By Arab News
In the normal course of events, the visit to Jeddah of Turkish President Abdullah Gul this week and his talks with Custodian of the Two Holy Mosques King Abdullah would raise little attention. Relations between the two countries are excellent and have been for a long time. There is no reason whatsoever to imagine that they will do anything other than continue to grow.
But these are not normal times in the Middle East. No state, apart from the Kingdom and most other GCC countries, have been untouched by the Arab Spring. To that small list Turkey must be added because, although a European state, it is by reason of history, culture and location firmly part of the Middle East. Regrettably, ever since the Ataturk revolution, Turkey has stood facing uniquely westward, its back turned on the Middle East. For the past 60 years, moreover, its eyes have been fixed resolutely on a future in Europe and, since 1963, specifically a future in what is now the European Union.
That West-only focus began to dissolve with the election nine years ago of the first AKP government led by President Abdullah Gul then as prime minister and, since 2003, under the premiership of Recep Tayyib Erdogan, the party’s founder. It is not that the AKP has dropped Europe from its sights; far from it. It is that it has widened Turkey’s political vision to reflect its geographical position, its history and culture and its strategic interests.
The opening to the Middle East was noticed by the rest of the world because of Ankara’s far greater support for the Palestinians, especially during the 2009 Gaza war, and a concomitant crumbling in the previously firm relationship with an Israel famously described by Erdogan as the “main threat to regional peace.” In fact, there was far more than empathy with the Palestinians and anger with the Israelis. There was a reaching out to Iraq, seen in dozens of economic agreements with Baghdad but complicated by the presence of anti-Turkish PKK guerrilla bases in northern Iraq. There was also a reaching out to Iran with an attempt to find a diplomatic solution to the still burning international row over its nuclear intentions. But it is the Arab Spring that has firmly changed Turkey’s standing in the region.
Until this year, there were two prime motors of peace and stability in the Middle East: Saudi Arabia and Egypt. The Arab Spring has temporarily taken Egypt out of the equation although it is still working to promote peace between Palestinians and Israelis; this week’s news of Egyptian-sponsored talks between the Israelis and Hamas over the possible release of Israeli soldier Gilad Shalit is proof of that.

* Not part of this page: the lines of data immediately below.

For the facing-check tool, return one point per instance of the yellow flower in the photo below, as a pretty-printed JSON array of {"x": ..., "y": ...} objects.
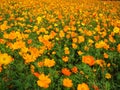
[
  {"x": 61, "y": 34},
  {"x": 74, "y": 45},
  {"x": 5, "y": 59},
  {"x": 81, "y": 39},
  {"x": 108, "y": 75},
  {"x": 83, "y": 86},
  {"x": 65, "y": 58},
  {"x": 43, "y": 81},
  {"x": 80, "y": 52},
  {"x": 0, "y": 68},
  {"x": 116, "y": 30},
  {"x": 39, "y": 19},
  {"x": 66, "y": 50},
  {"x": 67, "y": 82},
  {"x": 49, "y": 63}
]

But it is Turkey that is now the other main driving force for peace and stability in Middle East, alongside Saudi Arabia. It has tried to use its influence in Damascus to persuade the government there to end its bloody crackdown on protests and tried to do the same in Libya and mediate a peaceful solution and with Qaddafi’s exit. That failed because of Qaddafi’s determination to remain in power.
Like Saudi Arabia, Turkey is a driving force for sanity and peace in the region. It is now seen as such.
That makes the relationship between the two countries all the more important.